Solution: This is where some background noise is helpful. If you’re the kind of person who generally has laser focus, then just use white noise to drown out surrounding conversations. If you are the kind of person who is often distracted by different sounds, then music can also be a great way of masking the random sounds in the office.

The reminders to multitask

Your brain desperately wants to help you to predict what you are supposed to do next. So, if you’re around apps and devices that often need to be checked, then your brain will interrupt you every few minutes to remind you that you are supposed to do your check of your email, phone, or Slack feed. Your brain thinks it is being helpful, but odds are good that you don’t actually need to check your email every five minutes. Plus, each time you do, you’re losing valuable time from the task at hand.

Solution: Park your cell phone in a drawer and shut off your email browser and other apps while you’re focusing on a task. Your brain is less likely to prompt you to shift away from what you’re doing, and you’ll have a fighting chance to get some work done.
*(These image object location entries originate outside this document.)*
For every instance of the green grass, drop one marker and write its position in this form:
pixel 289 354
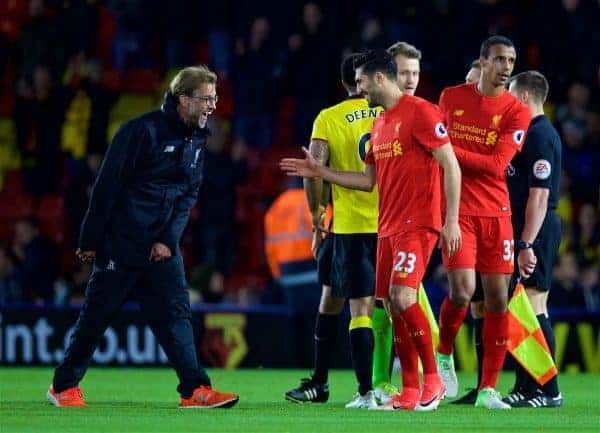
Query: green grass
pixel 144 400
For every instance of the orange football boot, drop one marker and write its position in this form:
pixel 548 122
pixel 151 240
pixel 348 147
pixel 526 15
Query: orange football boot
pixel 204 397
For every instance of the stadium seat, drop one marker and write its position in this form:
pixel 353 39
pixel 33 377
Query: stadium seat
pixel 141 81
pixel 53 220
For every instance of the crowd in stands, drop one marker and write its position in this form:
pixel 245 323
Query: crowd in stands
pixel 72 71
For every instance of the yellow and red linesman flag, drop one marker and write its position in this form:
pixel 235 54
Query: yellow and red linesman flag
pixel 526 342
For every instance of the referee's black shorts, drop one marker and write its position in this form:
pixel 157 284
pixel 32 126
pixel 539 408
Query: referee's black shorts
pixel 353 266
pixel 545 248
pixel 324 260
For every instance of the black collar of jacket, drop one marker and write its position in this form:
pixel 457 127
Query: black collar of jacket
pixel 169 108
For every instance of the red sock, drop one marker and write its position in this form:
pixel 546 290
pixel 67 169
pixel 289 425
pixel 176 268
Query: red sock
pixel 407 352
pixel 451 317
pixel 420 333
pixel 495 337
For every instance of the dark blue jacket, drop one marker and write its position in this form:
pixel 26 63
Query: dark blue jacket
pixel 147 184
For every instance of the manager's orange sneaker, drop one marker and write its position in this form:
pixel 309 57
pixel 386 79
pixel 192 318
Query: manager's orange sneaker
pixel 204 397
pixel 71 397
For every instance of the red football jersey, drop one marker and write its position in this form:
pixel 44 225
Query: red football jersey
pixel 408 176
pixel 486 133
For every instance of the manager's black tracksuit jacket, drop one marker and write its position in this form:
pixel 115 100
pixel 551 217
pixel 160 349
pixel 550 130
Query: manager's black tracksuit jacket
pixel 147 184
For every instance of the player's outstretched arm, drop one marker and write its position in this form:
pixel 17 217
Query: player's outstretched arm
pixel 309 167
pixel 450 235
pixel 535 212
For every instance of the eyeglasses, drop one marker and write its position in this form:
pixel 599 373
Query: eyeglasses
pixel 207 99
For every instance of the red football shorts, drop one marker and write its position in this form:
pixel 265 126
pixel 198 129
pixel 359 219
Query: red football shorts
pixel 487 245
pixel 402 259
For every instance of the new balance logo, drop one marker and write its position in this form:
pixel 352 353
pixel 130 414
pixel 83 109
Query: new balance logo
pixel 310 393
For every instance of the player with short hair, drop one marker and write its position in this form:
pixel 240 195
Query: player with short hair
pixel 346 260
pixel 487 127
pixel 533 183
pixel 407 58
pixel 409 144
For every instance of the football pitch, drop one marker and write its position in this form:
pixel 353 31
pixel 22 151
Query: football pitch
pixel 144 400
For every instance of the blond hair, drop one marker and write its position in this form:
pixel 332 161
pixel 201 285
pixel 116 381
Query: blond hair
pixel 404 49
pixel 189 79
The two-minute interruption

Often, a quick face-to-face conversation can save a lot of time compared to an email chain that might take all day to resolve a simple problem. But, those conversations need to be scheduled at a time that works for both parties.

Colleagues may poke your head into your workspace to ask if they can interrupt for a quick two-minute conversation. Unfortunately, it may take you another 10 minutes to get back up to speed on your work after the distraction.

Solution: Work with your colleagues to put together a system where you can put up a signal that tells people when you can be interrupted and when they should come back later, like a sign on your office door. You can put a notepad nearby so people can let you know they came by and when they will be available to talk. That way, you can follow up with them later.

The hour-long meeting

Most meetings don’t need to take a full hour. While it’s useful to have a little small talk with colleagues before you get started, the one-hour meeting can prompt people to take too long to get to the point. (A big reason why most meetings are an hour long is that calendar apps like Outlook and Google Calendar default to an hour.)

Solution: Reset those defaults to 30 minutes, and only make a meeting an hour long when someone specifically requests it. You’ll be amazed how well that works.

The inconsistent desk

These days, we do fewer tasks with paper, so we don’t organize our desks the way people did when paper was the norm. Back then, people had pencil holders, staplers, tape dispensers, and other desk supplies readily available and laid out in a consistent place on their desks.

Now, you often don’t need to staple things, or use paper clips, or mark something with a sticky note. You might not even write on paper that often. But, chances are you use at least one of these desk supplies each day. If your desk isn’t organized in a consistent manner, then every time you do need a desk supply, you have to drop what you are doing and look for it. And that disruption can cause you to lose track of what you were working on.

Solution: If your desk is laid out in a consistent way, you can reach for supplies by habit without taking your mental focus off the task at hand. So, a little desk organization goes a long way toward keeping you on track.